You don’t want too much in emergency savings. You want enough to cover an initial emergency, and then some surplus money which is easily accessible, but is invested so that it earns you more money. For example, you could have a few grand in a bank account earning decent interest, and then have maybe ten grand sitting in a mutual or managed fund that you can access if you realise that your emergency is bigger than expected.

You need to work out what is right for you, and then do it. But don’t put too much of your money into a bank account when it could be earning you more money elsewhere. Have a little to cover disasters, and put the surplus somewhere else where it can work for you, because NOT having a disaster, but having your money only earning 3% per annum, which is just barely ahead of inflation, would also be a disaster.

  1. MavistheMaven
    December 23rd, 2012 at 07:35 | #1

    Emergency savings is what you never, ever touch, except for emergencies. Some experts recommend a full year’s worth of living expenses. These last few years, some people lost their jobs and were unemployed for 2 – 3 years. Some are still unemployed. Six months wouldn’t have gotten them far.

    I had a year’s worth, was unemployed for just under two years, but unemployment helped get me through it. Then again, I had unexpected car and medical expenses (thousands of dollars for each), so a lot of my savings got used up for those things.

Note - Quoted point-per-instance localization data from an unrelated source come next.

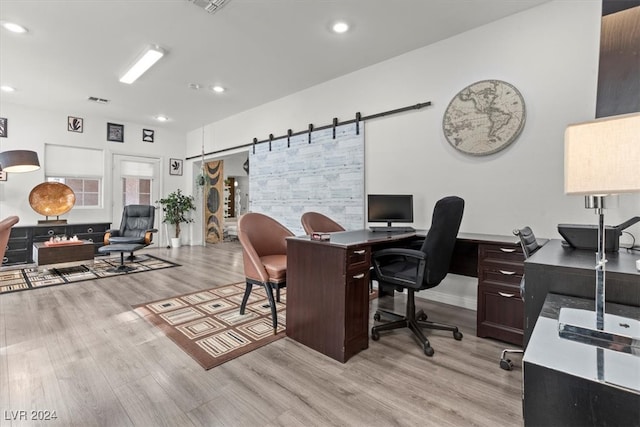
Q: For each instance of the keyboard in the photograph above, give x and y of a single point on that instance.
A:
(393, 229)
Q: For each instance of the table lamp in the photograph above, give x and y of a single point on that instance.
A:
(601, 158)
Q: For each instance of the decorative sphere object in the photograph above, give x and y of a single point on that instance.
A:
(52, 198)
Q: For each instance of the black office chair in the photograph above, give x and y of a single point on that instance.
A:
(136, 226)
(529, 246)
(421, 269)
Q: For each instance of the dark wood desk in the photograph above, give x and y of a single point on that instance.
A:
(328, 282)
(567, 271)
(569, 383)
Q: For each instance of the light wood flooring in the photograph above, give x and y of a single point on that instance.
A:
(81, 351)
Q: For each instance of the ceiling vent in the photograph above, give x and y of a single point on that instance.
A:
(211, 6)
(98, 100)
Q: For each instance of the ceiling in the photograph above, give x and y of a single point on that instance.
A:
(260, 50)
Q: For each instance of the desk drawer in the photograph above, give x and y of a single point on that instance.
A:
(497, 253)
(500, 313)
(41, 234)
(509, 274)
(358, 259)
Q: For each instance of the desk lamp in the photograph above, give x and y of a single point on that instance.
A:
(602, 158)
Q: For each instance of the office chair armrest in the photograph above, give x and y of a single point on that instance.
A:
(148, 236)
(109, 234)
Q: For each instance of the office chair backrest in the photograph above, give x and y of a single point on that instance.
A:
(136, 219)
(441, 238)
(314, 222)
(527, 241)
(5, 231)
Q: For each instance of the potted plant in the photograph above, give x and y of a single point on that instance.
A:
(175, 207)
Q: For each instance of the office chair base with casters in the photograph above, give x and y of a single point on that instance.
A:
(415, 322)
(505, 363)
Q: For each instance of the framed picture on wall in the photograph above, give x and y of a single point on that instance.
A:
(75, 124)
(175, 166)
(147, 135)
(115, 132)
(3, 127)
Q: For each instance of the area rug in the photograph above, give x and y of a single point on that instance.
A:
(208, 326)
(32, 278)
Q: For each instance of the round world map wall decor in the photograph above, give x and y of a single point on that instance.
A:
(484, 117)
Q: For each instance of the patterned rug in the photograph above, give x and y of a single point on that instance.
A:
(31, 278)
(208, 326)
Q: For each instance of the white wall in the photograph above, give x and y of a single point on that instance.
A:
(550, 53)
(31, 129)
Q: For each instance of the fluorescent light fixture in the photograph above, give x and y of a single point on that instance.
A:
(151, 55)
(340, 27)
(13, 27)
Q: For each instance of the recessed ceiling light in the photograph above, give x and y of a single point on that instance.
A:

    Now, I just have a pot. It all goes in the pot. I guess I wouldn’t let the pot go below a year’s worth of income, so you could say that’s my emergency savings.
    References :

  2. Goonhilda
    December 23rd, 2012 at 08:00 | #2

    It all depends on how big an emergency you are likely to get.

    I work a full time job. I also work a casual weekend job. If I lost one of the jobs, I’d still probably have the other one. This is an important part of managing an emergency. Both my jobs are minimum wage jobs.

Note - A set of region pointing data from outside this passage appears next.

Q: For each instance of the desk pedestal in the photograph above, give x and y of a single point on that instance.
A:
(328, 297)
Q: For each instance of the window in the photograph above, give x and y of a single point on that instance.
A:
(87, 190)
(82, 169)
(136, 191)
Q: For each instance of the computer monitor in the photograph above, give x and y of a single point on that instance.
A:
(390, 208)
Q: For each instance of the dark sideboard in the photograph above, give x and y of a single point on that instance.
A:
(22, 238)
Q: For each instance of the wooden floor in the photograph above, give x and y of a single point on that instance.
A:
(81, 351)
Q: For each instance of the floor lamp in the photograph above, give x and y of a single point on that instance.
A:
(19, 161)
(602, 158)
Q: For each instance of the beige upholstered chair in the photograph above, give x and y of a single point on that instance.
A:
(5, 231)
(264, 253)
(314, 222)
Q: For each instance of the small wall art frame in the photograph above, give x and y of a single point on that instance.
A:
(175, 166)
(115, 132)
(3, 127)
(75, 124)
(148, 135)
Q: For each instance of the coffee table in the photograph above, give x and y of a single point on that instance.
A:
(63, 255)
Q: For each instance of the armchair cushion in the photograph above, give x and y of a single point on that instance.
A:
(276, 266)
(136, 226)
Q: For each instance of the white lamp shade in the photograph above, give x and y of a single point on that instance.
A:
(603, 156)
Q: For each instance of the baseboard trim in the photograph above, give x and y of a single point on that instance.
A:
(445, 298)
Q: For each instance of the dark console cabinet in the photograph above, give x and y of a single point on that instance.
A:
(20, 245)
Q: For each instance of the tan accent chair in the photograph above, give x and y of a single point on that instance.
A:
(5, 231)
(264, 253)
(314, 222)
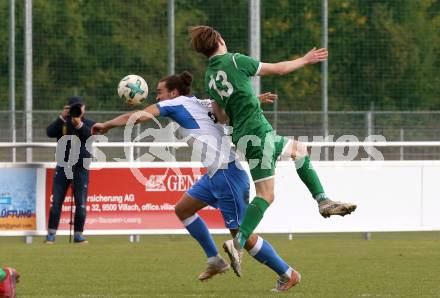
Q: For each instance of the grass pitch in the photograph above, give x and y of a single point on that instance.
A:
(332, 265)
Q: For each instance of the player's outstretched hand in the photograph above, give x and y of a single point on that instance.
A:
(315, 56)
(99, 128)
(267, 97)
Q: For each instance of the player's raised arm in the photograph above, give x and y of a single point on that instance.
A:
(285, 67)
(135, 116)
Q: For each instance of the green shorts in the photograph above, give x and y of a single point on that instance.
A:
(262, 155)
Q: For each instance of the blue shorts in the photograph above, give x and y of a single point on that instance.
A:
(227, 190)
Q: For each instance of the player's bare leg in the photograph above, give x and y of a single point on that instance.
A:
(186, 210)
(310, 178)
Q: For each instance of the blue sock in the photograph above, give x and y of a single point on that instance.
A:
(198, 229)
(266, 254)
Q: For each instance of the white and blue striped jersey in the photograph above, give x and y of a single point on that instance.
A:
(208, 139)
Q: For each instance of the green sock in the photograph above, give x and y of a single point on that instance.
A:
(308, 175)
(2, 274)
(252, 217)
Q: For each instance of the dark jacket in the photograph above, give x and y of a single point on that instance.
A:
(59, 128)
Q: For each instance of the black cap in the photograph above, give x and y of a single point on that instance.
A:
(75, 100)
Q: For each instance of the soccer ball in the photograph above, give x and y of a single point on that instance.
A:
(133, 89)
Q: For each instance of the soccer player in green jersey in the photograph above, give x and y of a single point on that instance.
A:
(227, 80)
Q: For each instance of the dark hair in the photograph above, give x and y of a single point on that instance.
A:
(181, 82)
(204, 39)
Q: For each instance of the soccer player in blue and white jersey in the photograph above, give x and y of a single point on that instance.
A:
(225, 186)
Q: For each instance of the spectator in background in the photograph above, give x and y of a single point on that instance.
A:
(71, 122)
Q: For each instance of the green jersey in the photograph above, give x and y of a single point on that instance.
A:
(228, 82)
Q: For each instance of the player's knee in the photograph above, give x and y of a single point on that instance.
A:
(250, 243)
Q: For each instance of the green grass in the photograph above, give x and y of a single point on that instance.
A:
(332, 265)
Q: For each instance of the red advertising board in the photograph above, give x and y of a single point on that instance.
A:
(118, 201)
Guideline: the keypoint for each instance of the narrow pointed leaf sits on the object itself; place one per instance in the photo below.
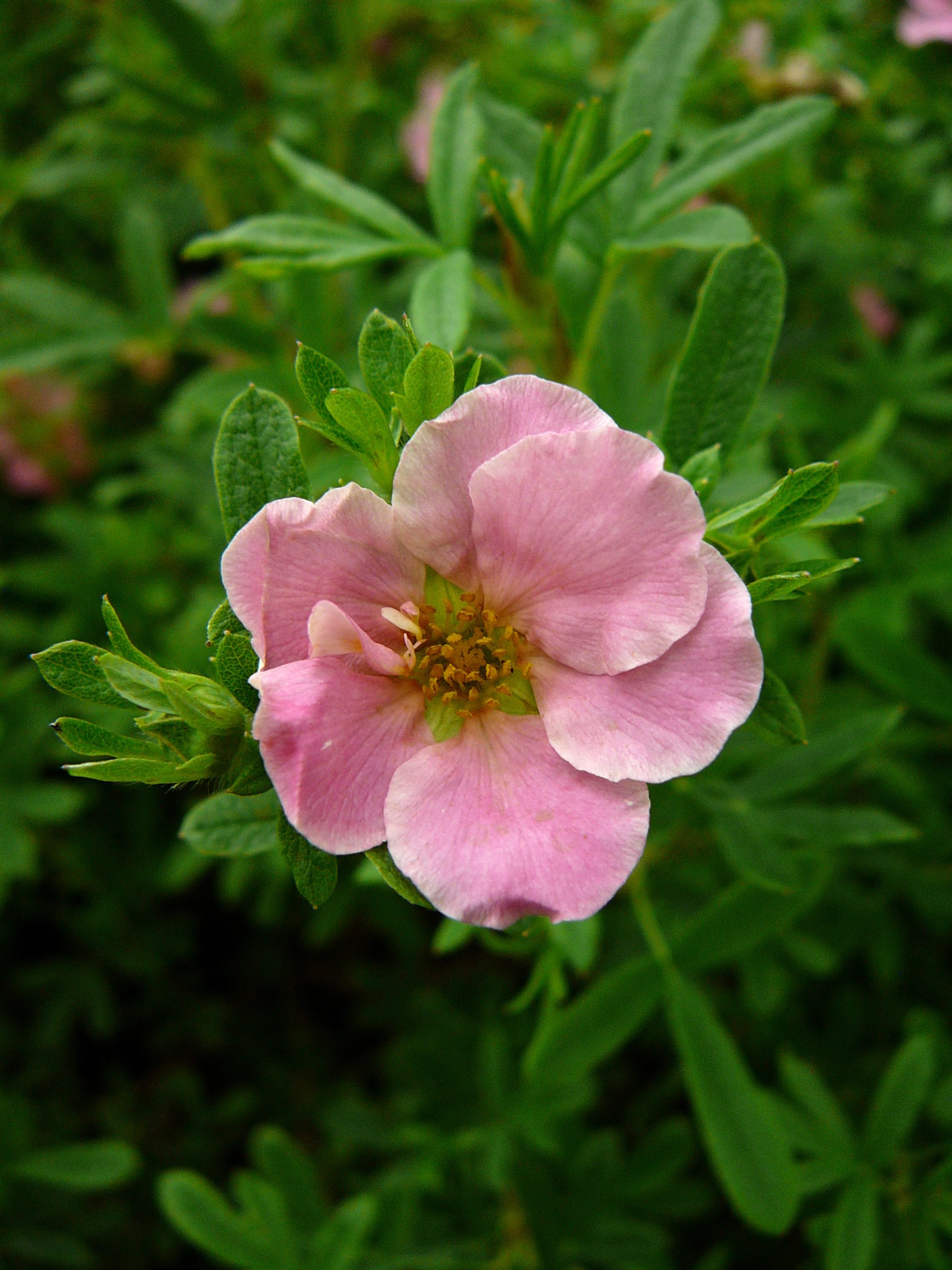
(728, 353)
(257, 458)
(743, 1140)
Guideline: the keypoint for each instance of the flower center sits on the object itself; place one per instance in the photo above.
(465, 659)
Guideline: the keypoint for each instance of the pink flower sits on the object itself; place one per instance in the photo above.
(926, 21)
(417, 132)
(596, 643)
(875, 312)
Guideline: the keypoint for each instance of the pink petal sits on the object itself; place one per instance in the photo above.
(432, 486)
(672, 716)
(295, 553)
(493, 826)
(333, 634)
(589, 548)
(928, 24)
(332, 740)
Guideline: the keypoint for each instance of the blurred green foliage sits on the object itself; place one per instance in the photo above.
(574, 1096)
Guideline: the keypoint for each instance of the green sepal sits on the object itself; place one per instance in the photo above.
(257, 458)
(797, 498)
(318, 376)
(246, 774)
(147, 772)
(73, 668)
(235, 662)
(362, 429)
(522, 699)
(89, 738)
(315, 872)
(227, 826)
(428, 388)
(785, 586)
(385, 352)
(443, 719)
(777, 713)
(382, 861)
(223, 621)
(202, 703)
(703, 470)
(134, 683)
(121, 643)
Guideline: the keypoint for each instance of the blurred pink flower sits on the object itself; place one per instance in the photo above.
(596, 643)
(417, 132)
(924, 22)
(22, 473)
(875, 312)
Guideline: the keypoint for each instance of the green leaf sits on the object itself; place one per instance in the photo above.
(81, 1166)
(786, 506)
(652, 84)
(226, 824)
(385, 352)
(134, 683)
(315, 872)
(777, 713)
(290, 1169)
(144, 256)
(804, 1084)
(73, 668)
(744, 836)
(854, 1231)
(235, 662)
(441, 304)
(204, 1216)
(899, 1099)
(318, 376)
(428, 388)
(363, 430)
(598, 178)
(257, 458)
(89, 738)
(283, 243)
(384, 863)
(340, 1242)
(799, 769)
(729, 150)
(706, 229)
(900, 666)
(829, 827)
(703, 470)
(197, 52)
(121, 643)
(223, 620)
(727, 356)
(147, 772)
(743, 1140)
(852, 498)
(455, 154)
(785, 586)
(361, 204)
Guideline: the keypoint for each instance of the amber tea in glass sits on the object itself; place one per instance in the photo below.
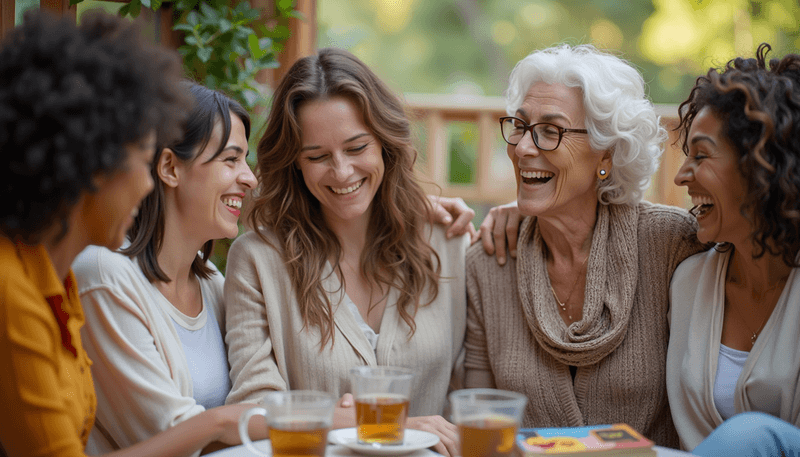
(298, 423)
(487, 421)
(382, 398)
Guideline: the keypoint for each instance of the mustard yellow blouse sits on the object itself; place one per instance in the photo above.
(47, 399)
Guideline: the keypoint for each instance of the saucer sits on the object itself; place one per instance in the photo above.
(414, 440)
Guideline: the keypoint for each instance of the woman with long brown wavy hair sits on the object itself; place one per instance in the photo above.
(342, 268)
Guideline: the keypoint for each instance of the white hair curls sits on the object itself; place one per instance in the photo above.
(619, 117)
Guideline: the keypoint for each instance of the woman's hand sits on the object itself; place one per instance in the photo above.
(344, 415)
(446, 210)
(447, 433)
(501, 226)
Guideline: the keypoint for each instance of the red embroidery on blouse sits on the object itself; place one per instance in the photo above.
(62, 317)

    I have two grand sitting aside for emergencies that can be accessed within 24 hours.

    We also have our house paid off, but have access to a massive amount of money in the redraw facility on our loan, because we have not closed the account. I count this as part of our emergency savings. It also means that any emergency savings we DO have will go further because accomodation is no longer an expense.

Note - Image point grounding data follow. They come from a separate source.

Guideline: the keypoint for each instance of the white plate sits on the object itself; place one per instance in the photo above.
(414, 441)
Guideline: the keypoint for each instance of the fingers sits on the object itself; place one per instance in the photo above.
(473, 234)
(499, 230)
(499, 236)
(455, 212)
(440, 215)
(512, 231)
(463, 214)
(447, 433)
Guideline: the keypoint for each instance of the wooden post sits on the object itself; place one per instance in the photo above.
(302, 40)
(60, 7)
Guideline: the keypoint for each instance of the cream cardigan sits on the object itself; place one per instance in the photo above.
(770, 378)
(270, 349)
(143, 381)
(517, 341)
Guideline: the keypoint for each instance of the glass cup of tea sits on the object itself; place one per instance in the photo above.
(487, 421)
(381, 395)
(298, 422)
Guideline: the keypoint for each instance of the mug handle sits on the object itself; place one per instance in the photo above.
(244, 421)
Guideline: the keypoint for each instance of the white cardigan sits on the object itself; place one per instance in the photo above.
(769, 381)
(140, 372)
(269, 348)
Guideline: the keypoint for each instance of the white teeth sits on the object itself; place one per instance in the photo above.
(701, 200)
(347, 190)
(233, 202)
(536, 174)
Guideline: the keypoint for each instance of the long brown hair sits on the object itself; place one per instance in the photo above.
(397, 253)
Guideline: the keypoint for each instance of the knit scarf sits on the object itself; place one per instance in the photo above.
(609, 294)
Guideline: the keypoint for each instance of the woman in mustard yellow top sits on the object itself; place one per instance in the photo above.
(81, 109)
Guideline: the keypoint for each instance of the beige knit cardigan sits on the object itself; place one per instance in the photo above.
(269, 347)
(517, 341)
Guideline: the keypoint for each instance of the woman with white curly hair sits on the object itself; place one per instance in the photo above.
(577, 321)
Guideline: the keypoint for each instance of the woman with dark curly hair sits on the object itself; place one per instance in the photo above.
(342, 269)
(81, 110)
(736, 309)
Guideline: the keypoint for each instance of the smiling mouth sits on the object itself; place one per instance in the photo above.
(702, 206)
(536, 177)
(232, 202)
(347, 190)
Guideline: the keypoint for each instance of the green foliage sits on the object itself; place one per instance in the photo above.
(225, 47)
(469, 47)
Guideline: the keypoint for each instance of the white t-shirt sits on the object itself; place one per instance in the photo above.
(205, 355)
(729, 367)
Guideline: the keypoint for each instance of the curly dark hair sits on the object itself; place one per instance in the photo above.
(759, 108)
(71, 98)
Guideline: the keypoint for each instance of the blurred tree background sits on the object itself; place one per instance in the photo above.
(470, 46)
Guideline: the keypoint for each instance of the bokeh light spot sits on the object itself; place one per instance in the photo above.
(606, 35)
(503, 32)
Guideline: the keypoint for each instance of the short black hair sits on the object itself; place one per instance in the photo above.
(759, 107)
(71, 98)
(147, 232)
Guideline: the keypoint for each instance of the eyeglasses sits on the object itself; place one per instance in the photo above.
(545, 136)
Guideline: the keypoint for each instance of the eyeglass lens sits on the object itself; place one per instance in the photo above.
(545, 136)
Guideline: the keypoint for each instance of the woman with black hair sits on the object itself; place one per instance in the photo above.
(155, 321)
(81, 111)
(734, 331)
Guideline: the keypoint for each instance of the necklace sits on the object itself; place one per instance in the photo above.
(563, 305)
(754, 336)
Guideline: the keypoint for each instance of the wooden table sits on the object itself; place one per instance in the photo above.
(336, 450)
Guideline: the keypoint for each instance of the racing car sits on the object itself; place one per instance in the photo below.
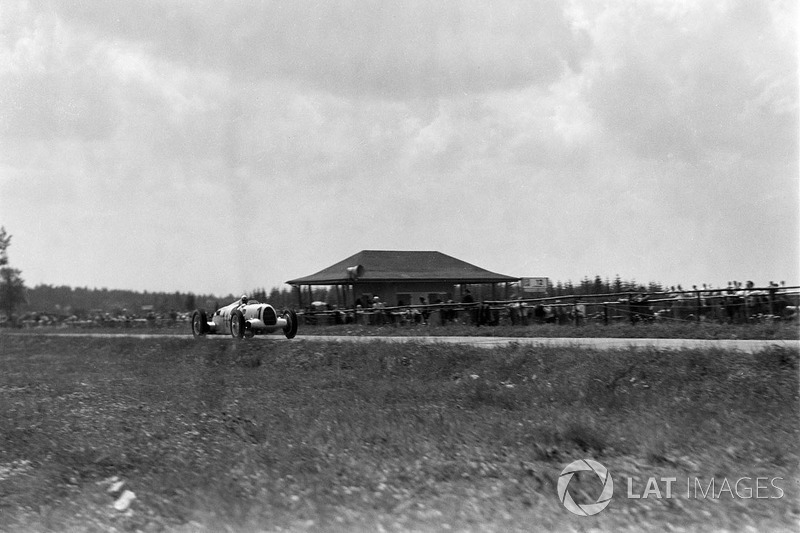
(245, 318)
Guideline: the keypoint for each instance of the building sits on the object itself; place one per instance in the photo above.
(401, 278)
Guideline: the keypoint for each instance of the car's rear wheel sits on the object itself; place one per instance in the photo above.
(290, 329)
(199, 323)
(237, 324)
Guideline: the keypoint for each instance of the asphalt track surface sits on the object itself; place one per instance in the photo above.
(746, 346)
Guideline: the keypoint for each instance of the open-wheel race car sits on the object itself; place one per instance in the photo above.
(245, 318)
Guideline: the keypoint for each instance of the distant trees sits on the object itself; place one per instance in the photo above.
(598, 285)
(12, 286)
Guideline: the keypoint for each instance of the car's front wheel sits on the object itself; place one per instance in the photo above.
(199, 323)
(290, 329)
(237, 324)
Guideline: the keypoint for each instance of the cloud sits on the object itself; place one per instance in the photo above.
(390, 50)
(689, 82)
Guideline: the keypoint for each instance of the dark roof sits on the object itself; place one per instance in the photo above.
(393, 265)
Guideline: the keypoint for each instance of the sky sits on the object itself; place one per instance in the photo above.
(219, 147)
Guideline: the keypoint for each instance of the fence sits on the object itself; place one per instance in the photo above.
(721, 305)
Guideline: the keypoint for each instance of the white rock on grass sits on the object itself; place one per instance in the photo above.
(124, 501)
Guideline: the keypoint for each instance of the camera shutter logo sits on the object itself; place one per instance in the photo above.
(585, 465)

    Don’t focus on what books and sites tell you you need. Look at your individual situation and work out what is a good amount for you. I have money invested. I can draw upon it in an emergency, but it would have to be one hell of an emergency. But if my car blew up tomorrow, or the fridge stopped working, or I lost my job, we’d be all right until I found work again. Look at your situation and work out how much you’d need if you lost your job for six months. What can you do about your lifestyle to reduce the amount of money you need to maintain it? For us, it was paying our house off as fast as possible. It saved us a shiteload in interest, but it also means that we don’t need to pay rent. We minimized our debt, grow our own vegies, drive older cars, and live as cheaply as possible. If something bad happened, like one of us was out of work, we’d get a boarder into our home to cut the expenses.

    You don’t want too much in emergency savings. You want enough to cover an initial emergency, and then some surplus money which is easily accessible, but is invested so that it earns you more money. For example, you could have a few grand in a bank account earning decent interest, and then have maybe ten grand sitting in a mutual or managed fund that you can access if you realise that your emergency is bigger than expected.

    You need to work out what is right for you, and then do it. But don’t put too much of your money into a bank account when it could be earning you more money elsewhere. Have a little to cover disasters, and put the surplus somewhere else where it can work for you, because NOT having a disaster, but having your money only earning 3% per annum, which is just barely ahead of inflation, would also be a disaster.